With the first light of day, six helicopters and five aircraft, including the gigantic Russian Beriev-200, began their operations to aid the efforts of around 330 firefighters on the ground.
In addition, the Greek Army is assisting by dispatching five groups of infantry units to the area. Assistance is also being provided by many volunteer firefighters, with help from construction equipment from the Greek Army as well as water tankers from the region and the local government.
The fire southeast of Athens, near the towns of Lavrio and Keratea, is largely contained now. The blaze destroyed houses in the Markati area.
On Tuesday morning there are scattered active fires where 104 firefighters are operating including three groups on foot, 40 vehicles and two helicopters.
Fire at Villia investigated for arson
Both fires in Villia and Keratea are being investigated on suspicion of arson, Citizen Protection Minister Michalis Chrisochoidis said, adding that on Monday there were 45 new fires that broke out.
“We call on you for collaboration and appeal to the public to follow the directions of authorities,” he said.
Because of an increased danger of fire in much of Greece forecast on Tuesday, all firefighter divisions and services remain on alert, while air patrolling and mixed ground patrols by the Fire Brigade, the Greek police and the Army are ongoing.

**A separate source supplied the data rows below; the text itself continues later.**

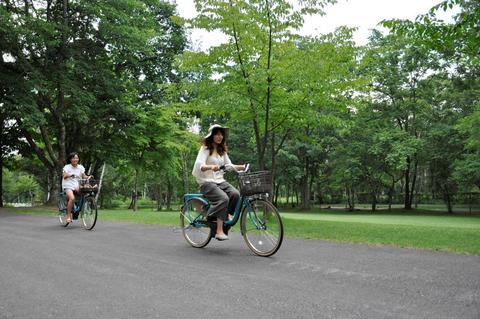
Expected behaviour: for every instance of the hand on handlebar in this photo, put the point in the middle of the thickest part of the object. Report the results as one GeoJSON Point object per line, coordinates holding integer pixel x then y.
{"type": "Point", "coordinates": [236, 168]}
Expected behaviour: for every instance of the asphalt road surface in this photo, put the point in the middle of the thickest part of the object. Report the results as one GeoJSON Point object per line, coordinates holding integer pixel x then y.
{"type": "Point", "coordinates": [123, 270]}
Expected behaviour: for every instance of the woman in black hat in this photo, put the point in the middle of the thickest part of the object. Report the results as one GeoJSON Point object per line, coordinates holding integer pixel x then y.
{"type": "Point", "coordinates": [222, 196]}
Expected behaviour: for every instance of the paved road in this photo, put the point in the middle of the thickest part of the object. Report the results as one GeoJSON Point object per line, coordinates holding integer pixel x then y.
{"type": "Point", "coordinates": [122, 270]}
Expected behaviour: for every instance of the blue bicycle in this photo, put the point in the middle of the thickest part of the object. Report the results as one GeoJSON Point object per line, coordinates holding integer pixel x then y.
{"type": "Point", "coordinates": [84, 206]}
{"type": "Point", "coordinates": [260, 222]}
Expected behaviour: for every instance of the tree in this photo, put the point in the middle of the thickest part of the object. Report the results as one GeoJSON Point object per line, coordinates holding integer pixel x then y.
{"type": "Point", "coordinates": [80, 66]}
{"type": "Point", "coordinates": [241, 78]}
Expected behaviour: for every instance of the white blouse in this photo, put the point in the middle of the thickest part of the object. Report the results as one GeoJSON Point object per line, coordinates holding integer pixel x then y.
{"type": "Point", "coordinates": [204, 158]}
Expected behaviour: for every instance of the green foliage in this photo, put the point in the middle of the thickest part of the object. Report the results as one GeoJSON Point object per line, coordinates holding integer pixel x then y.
{"type": "Point", "coordinates": [20, 187]}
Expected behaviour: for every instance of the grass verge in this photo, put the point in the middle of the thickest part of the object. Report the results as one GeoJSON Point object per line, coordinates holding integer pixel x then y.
{"type": "Point", "coordinates": [439, 232]}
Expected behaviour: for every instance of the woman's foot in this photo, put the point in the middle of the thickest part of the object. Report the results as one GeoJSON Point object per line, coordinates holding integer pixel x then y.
{"type": "Point", "coordinates": [221, 237]}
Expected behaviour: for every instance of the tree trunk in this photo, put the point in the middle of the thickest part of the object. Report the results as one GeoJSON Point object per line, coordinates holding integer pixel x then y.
{"type": "Point", "coordinates": [169, 193]}
{"type": "Point", "coordinates": [1, 174]}
{"type": "Point", "coordinates": [288, 194]}
{"type": "Point", "coordinates": [407, 202]}
{"type": "Point", "coordinates": [133, 203]}
{"type": "Point", "coordinates": [277, 192]}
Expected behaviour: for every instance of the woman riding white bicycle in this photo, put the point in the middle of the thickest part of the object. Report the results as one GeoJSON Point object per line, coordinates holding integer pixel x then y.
{"type": "Point", "coordinates": [221, 195]}
{"type": "Point", "coordinates": [71, 174]}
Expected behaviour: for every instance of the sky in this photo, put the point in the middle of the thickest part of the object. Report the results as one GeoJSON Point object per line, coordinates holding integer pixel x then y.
{"type": "Point", "coordinates": [363, 14]}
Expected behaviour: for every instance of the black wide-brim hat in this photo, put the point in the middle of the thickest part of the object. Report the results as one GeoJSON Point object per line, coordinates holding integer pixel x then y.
{"type": "Point", "coordinates": [219, 127]}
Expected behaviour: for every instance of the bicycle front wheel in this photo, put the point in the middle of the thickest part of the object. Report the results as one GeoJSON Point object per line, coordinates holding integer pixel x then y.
{"type": "Point", "coordinates": [89, 213]}
{"type": "Point", "coordinates": [262, 227]}
{"type": "Point", "coordinates": [62, 210]}
{"type": "Point", "coordinates": [195, 227]}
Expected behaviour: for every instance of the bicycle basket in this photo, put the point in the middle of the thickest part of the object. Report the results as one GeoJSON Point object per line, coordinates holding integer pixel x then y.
{"type": "Point", "coordinates": [255, 183]}
{"type": "Point", "coordinates": [88, 186]}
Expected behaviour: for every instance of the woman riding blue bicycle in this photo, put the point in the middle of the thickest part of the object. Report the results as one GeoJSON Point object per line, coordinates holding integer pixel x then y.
{"type": "Point", "coordinates": [207, 170]}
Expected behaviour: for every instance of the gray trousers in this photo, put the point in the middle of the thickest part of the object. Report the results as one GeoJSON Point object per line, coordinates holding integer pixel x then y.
{"type": "Point", "coordinates": [223, 198]}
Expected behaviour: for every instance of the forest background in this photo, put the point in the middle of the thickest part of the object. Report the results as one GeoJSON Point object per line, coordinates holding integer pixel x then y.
{"type": "Point", "coordinates": [395, 122]}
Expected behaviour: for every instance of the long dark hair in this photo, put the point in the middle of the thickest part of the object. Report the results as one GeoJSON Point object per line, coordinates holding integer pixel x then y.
{"type": "Point", "coordinates": [72, 155]}
{"type": "Point", "coordinates": [222, 148]}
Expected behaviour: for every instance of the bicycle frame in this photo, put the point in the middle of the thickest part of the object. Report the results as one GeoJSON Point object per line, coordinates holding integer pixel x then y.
{"type": "Point", "coordinates": [77, 206]}
{"type": "Point", "coordinates": [242, 203]}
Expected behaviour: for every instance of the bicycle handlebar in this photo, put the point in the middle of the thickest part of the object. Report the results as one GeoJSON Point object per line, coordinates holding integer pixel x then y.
{"type": "Point", "coordinates": [230, 167]}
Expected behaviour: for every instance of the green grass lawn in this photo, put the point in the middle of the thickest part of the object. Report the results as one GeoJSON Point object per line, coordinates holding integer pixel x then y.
{"type": "Point", "coordinates": [413, 229]}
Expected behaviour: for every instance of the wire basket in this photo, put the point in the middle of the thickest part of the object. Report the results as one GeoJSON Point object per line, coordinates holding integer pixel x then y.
{"type": "Point", "coordinates": [88, 185]}
{"type": "Point", "coordinates": [255, 183]}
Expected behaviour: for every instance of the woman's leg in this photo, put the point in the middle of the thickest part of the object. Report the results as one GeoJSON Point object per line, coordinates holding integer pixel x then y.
{"type": "Point", "coordinates": [70, 200]}
{"type": "Point", "coordinates": [218, 204]}
{"type": "Point", "coordinates": [233, 196]}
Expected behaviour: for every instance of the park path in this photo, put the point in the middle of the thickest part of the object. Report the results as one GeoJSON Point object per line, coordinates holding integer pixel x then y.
{"type": "Point", "coordinates": [123, 270]}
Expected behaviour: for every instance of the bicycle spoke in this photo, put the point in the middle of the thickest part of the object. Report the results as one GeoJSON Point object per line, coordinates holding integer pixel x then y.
{"type": "Point", "coordinates": [262, 228]}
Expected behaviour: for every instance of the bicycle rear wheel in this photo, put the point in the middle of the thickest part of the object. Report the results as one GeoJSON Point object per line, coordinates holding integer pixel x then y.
{"type": "Point", "coordinates": [262, 227]}
{"type": "Point", "coordinates": [89, 213]}
{"type": "Point", "coordinates": [62, 210]}
{"type": "Point", "coordinates": [195, 227]}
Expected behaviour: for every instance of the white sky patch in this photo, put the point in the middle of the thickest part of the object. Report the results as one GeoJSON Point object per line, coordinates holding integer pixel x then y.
{"type": "Point", "coordinates": [362, 14]}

Greece has been roiled by hundreds of wildfires this month, on the heels of its most severe heat wave in decades, which left its forests tinder dry. Other Mediterranean countries – Turkey, Italy, Algeria and Spain among them – have suffered similar problems.
Two major fires in Greece that began in early August, one on the island of Evia and another in a national park north of Athens, were still smoldering Monday, and firefighters were trying to secure their perimeters. On Evia, water-bombing planes were deployed again Monday to assist ground forces.
Scientists say there is little doubt that climate change from the burning of coal, oil and natural gas is driving more extreme weather events.
On Monday, Greece’s civil protection chief, Nikos Hardalias, who coordinates the fight against wildfires as well as the country’s response to the coronavirus pandemic, was taken to an Athens hospital where he underwent unscheduled heart surgery. A health ministry statement said the operation was successful.